Tuesday, 17 March 2009
Stewart Lee's Comedy Vehicle, BBC2
Did we like it?
A welcome return to the small screen for Richard Herring’s taller, (marginally) slimmer and deadpan former partner. Mixing standup comedy about a particular subject – in this case, the phenomenon of ‘toilet books’ – interspersed with relevant sketches, this showed Lee at his witty, caustic best. We’ll definitely be tuning in again.
What was good about it?
• Stewart’s critique of Dan Brown’s writing style and how the world really doesn’t need the musings of Chris Moyles was a bit like nuking fish in a barrel, but was still done with his trademark caustic wit.
• Stewart’s comment that after buying six Jeremy Clarkson books on Amazon it needs thousands of man-hours to subsequently correct your customer profile – otherwise you get recommendations such as “Mein Kampf”.
• Chris Moyles had confessed that he had no greater ambition for his writings than just being a good “toilet book”. Stewart pointed out that having a quote from Davina McCall on the front that the book was “butt-clenchingly honest” put paid to that lofty ambition.
• The great Kevin Eldon played William Tyndale (the first man to translate the Bible into English, and subsequently burnt at the stake) translating Moyles book into English, and suffering his eventual martyrdom. “For too long the written word has been the preserve of the elite. Chris Moyles expresses such noble and improving sentiments!”
• After taking the mickey out of Asher D (So Solid Crew and Grange Hill) and his autobiography (a page of pictures for every page of text), Stewart faced the camera and admitted he was ‘disrespecting’ Asher and the So Solid Crew, “Disrespecting you to the max!” We cut to Stewart sitting in his comedy vehicle, whilst a black guy pulled up in a 4x4 next to him. Stewart looks edgy until suddenly the Grange Hill ‘sausage on a fork’ pops into view.
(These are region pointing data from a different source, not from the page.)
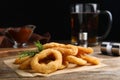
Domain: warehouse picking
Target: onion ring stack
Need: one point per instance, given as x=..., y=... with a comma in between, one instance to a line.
x=56, y=56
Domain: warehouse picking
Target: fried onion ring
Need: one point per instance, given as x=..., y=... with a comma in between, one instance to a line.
x=39, y=64
x=76, y=60
x=21, y=60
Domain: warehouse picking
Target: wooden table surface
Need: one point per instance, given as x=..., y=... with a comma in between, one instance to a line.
x=110, y=72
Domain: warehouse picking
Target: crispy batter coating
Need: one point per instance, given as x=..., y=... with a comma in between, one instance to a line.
x=40, y=64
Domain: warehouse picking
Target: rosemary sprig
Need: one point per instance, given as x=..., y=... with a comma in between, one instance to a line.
x=32, y=53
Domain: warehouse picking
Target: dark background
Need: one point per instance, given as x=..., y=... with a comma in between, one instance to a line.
x=53, y=16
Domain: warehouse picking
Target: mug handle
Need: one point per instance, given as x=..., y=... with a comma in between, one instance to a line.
x=109, y=24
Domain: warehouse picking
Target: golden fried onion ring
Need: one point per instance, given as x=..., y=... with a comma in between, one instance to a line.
x=39, y=64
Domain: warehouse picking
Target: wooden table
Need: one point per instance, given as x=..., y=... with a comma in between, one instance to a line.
x=110, y=72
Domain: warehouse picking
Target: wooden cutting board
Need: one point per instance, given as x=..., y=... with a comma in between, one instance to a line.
x=4, y=52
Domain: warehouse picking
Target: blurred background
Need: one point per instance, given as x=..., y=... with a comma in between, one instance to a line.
x=53, y=16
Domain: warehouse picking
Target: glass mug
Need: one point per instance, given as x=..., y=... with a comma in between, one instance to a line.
x=85, y=22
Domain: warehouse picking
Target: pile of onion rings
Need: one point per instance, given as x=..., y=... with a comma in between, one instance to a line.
x=56, y=56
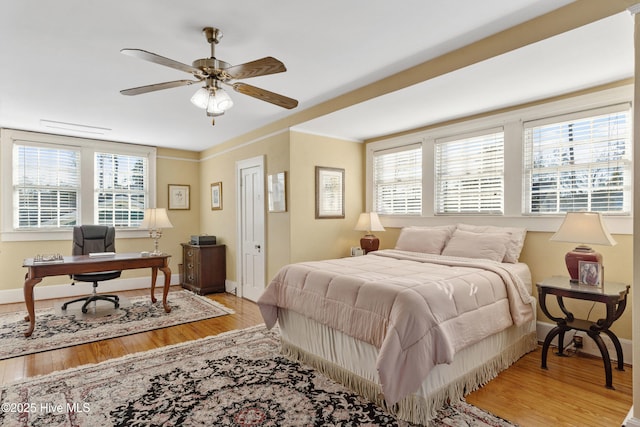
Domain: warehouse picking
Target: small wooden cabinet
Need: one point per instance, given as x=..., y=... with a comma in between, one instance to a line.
x=204, y=268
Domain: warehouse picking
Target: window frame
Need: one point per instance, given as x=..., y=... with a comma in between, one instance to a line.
x=511, y=120
x=87, y=148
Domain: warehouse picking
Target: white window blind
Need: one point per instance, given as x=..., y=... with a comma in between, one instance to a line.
x=469, y=174
x=397, y=176
x=120, y=188
x=46, y=185
x=579, y=163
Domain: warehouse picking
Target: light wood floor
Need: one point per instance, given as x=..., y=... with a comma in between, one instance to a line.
x=570, y=393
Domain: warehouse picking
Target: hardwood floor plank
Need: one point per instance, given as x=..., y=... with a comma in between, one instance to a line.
x=570, y=393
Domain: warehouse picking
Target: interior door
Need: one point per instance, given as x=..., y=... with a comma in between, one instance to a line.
x=252, y=230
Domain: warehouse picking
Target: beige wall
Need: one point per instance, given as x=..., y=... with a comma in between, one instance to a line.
x=287, y=233
x=221, y=167
x=311, y=238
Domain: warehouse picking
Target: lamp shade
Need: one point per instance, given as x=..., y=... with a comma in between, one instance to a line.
x=155, y=219
x=369, y=221
x=583, y=227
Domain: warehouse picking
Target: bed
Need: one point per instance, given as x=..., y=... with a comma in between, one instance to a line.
x=413, y=327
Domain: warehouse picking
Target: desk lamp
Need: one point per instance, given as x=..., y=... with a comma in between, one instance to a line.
x=369, y=222
x=155, y=219
x=584, y=228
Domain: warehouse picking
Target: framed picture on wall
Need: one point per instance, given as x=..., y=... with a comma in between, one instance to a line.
x=329, y=192
x=277, y=189
x=179, y=196
x=590, y=273
x=216, y=196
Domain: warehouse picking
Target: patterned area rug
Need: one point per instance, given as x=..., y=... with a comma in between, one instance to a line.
x=55, y=330
x=234, y=379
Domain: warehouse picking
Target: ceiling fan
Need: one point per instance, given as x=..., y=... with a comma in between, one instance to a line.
x=213, y=73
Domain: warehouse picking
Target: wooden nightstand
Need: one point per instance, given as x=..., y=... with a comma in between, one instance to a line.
x=205, y=268
x=612, y=294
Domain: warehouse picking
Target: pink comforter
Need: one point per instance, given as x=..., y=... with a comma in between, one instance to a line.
x=418, y=309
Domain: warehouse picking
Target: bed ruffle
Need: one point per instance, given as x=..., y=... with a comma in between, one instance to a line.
x=413, y=408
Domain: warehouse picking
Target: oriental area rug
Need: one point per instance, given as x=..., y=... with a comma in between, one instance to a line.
x=237, y=378
x=57, y=330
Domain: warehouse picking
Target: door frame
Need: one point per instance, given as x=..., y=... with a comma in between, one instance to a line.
x=257, y=161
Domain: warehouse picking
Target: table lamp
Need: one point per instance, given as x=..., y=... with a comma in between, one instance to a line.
x=369, y=222
x=585, y=228
x=155, y=219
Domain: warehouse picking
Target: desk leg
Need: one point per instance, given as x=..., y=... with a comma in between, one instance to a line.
x=167, y=283
x=28, y=299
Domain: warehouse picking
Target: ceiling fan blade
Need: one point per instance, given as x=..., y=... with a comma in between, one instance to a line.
x=265, y=95
x=157, y=86
x=259, y=67
x=152, y=57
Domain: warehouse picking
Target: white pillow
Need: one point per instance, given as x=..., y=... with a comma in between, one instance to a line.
x=428, y=240
x=492, y=246
x=516, y=241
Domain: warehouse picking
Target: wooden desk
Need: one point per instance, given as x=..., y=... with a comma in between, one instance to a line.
x=87, y=264
x=612, y=294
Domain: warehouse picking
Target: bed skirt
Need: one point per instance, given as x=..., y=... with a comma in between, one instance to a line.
x=353, y=363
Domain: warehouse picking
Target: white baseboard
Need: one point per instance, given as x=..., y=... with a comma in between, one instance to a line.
x=589, y=346
x=630, y=421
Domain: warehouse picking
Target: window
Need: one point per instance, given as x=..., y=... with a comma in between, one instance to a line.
x=579, y=163
x=469, y=174
x=46, y=186
x=58, y=182
x=121, y=189
x=397, y=176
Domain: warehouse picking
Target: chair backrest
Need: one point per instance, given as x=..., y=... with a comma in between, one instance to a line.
x=93, y=238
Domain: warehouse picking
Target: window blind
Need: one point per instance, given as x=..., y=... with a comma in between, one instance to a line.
x=469, y=174
x=579, y=163
x=46, y=184
x=120, y=189
x=397, y=180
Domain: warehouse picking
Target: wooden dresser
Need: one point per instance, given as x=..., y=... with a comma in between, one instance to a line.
x=204, y=268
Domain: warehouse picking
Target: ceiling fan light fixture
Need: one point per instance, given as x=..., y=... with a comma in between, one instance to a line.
x=201, y=98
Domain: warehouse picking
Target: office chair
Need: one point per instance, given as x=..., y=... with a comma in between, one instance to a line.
x=91, y=239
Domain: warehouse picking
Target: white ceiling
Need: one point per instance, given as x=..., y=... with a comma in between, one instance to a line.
x=60, y=61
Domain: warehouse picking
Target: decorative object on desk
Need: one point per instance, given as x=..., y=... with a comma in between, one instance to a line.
x=216, y=196
x=179, y=196
x=228, y=378
x=590, y=273
x=58, y=330
x=277, y=190
x=369, y=222
x=584, y=228
x=155, y=219
x=45, y=258
x=329, y=192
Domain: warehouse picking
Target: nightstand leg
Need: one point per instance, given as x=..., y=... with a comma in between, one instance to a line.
x=618, y=347
x=605, y=358
x=547, y=341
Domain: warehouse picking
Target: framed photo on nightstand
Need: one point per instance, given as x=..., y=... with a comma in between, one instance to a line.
x=590, y=273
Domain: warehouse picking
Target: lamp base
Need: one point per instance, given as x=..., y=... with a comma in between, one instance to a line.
x=369, y=243
x=581, y=253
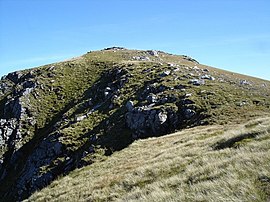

• “No, I haven’t read the latest Harry Potter book, but I have read the complete works of visionary poet William Blake. So fuck off!”
• Stewart mocking the Irish “real-life tragedy” books. It’s a pity that “The Teats that wept Tears” by Paddy McGinty’s Goat hasn’t been published.
What was bad about it?
• Like an old man repeating himself, Lee’s description of “rappers, the rap singers – you see them on ‘The Top of the Pops’” was initially funny, but he could have cut it short by a minute to get some more material in.